Giraffe, the Tesco-owned restaurant group, has said it is well placed to “perform strongly and expand at speed” following its acquisition by the retailer.

Reporting its results for the year to 24 March 2013, in which it saw turnover climb 9.3% to £44.2m, the company said that with the “support of its new parent company its expansion is set to move forward apace”.

The group, which said that trading in the first six months of 2013 had been above expectations, has so far opened fourTesco Extra-based sites and is believed to have over 10 further openings lined up inside or near to Extra stores for next year.

Openings are being lined up in Inverness, Glasgow, Wisbech, Newcastle, Peterborough, Cirencester, Shrewsbury, Cheam, Yeading and in Martlesham near Ipswich.

Giraffe, which opened its first overseas franchise site at Dubai Airport at the start of this year, is to open a restaurant with its UAE franchise partner Emirates Leisure Retail (ELR) at the Yas Mall in the city.

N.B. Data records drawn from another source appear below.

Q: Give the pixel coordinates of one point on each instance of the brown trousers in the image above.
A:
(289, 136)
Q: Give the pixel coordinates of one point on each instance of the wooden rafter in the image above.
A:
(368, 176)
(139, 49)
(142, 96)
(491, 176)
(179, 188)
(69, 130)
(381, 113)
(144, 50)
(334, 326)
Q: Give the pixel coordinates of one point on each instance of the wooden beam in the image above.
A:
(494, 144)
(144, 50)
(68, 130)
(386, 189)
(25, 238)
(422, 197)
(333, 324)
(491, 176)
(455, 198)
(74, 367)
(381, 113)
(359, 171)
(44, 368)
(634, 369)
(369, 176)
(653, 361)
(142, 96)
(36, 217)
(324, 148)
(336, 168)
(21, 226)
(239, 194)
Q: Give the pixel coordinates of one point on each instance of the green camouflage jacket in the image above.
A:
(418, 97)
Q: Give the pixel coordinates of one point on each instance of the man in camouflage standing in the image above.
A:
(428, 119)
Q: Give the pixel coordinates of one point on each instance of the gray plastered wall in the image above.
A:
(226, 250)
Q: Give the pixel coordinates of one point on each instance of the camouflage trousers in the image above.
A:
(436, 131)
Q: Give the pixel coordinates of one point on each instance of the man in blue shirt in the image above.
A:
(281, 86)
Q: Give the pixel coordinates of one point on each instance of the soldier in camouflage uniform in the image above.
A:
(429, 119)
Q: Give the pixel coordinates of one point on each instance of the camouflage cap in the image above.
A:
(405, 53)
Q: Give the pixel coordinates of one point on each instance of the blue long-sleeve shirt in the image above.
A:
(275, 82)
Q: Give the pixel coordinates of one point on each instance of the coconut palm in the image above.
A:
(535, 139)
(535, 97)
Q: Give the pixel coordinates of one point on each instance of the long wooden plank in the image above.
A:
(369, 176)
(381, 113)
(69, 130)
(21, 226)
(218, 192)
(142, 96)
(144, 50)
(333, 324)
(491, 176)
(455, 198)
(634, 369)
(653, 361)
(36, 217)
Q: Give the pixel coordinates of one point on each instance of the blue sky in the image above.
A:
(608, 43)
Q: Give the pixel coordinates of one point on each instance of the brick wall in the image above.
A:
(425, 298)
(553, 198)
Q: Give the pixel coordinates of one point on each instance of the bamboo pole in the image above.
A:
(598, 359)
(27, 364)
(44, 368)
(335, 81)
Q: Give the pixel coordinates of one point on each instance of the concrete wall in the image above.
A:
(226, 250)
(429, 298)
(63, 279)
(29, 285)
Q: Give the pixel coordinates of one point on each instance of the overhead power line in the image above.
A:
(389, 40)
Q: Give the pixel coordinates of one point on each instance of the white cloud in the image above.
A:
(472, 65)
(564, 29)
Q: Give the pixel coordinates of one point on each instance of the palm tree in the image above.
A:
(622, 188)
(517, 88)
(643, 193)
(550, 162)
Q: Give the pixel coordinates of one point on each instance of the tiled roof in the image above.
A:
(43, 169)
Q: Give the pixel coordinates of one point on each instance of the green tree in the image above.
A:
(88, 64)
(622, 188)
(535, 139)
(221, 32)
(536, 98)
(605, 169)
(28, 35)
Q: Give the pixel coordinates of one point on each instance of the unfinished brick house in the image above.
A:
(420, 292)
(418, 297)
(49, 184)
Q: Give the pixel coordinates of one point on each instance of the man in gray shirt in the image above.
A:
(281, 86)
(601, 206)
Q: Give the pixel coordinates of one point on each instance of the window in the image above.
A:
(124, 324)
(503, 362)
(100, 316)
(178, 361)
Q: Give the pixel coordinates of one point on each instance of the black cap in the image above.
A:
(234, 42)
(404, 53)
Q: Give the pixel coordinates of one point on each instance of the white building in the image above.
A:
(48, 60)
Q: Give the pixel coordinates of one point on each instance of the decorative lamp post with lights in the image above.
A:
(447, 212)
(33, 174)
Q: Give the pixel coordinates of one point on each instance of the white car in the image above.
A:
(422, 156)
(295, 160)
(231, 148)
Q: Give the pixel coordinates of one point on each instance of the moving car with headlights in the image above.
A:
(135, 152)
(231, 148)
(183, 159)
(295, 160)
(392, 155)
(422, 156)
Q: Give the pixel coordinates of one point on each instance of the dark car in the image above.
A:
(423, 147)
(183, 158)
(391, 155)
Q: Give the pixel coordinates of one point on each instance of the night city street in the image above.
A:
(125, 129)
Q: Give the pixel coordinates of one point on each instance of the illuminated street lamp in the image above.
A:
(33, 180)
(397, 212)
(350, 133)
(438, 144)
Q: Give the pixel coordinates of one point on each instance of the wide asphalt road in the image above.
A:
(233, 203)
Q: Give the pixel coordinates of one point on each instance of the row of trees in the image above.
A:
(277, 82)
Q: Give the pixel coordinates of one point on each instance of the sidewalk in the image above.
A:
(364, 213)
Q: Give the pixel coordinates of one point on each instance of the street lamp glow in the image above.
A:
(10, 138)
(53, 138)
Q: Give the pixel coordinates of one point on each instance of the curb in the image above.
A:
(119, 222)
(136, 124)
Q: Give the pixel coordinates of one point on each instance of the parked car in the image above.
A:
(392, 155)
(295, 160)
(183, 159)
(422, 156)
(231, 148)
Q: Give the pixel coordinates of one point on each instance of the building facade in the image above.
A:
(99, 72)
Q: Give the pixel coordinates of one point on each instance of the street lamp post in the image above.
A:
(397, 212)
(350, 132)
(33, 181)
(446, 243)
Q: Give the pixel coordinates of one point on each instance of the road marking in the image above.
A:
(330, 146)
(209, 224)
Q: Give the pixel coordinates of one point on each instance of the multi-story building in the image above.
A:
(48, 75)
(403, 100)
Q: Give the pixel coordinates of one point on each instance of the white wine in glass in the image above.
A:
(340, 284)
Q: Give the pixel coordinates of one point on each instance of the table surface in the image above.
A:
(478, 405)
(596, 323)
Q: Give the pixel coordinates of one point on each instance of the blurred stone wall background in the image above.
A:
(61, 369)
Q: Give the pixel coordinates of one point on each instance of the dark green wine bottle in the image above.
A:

The company is also set to make its first foray into an out-of-town site after securing a unit in the new £4m leisure terrace at the Kingston Centre in Milton Keynes.

Earlier this month, Russel Joffe, managing director and co-founder of Giraffe, said “Our first Tesco site, which opened in Watford this August, has been a huge success, performing above expectations at every level and we hope that these new openings will follow suit.”

Operating loss for the year to 24 March 2013 stood at £4.8m against a £600k profit in the previous 12 months, while administrative expenses climbed from £29.5m to £38.7m due to new site openings, an increase in its operations team and one-off costs relating to its c£48m acquisition by Tesco. Pre-tax losses for the year stood at c£5m against a £326k profit in the previous year.

Net cash generated from operations during the 12 months decreased from £5m to £4.2m, while total net capital expenditure stood at £2.4m (2012: £5.5m). As at the year end the company had net funds of £2.2m against a net edbt of £6.7m in 2012.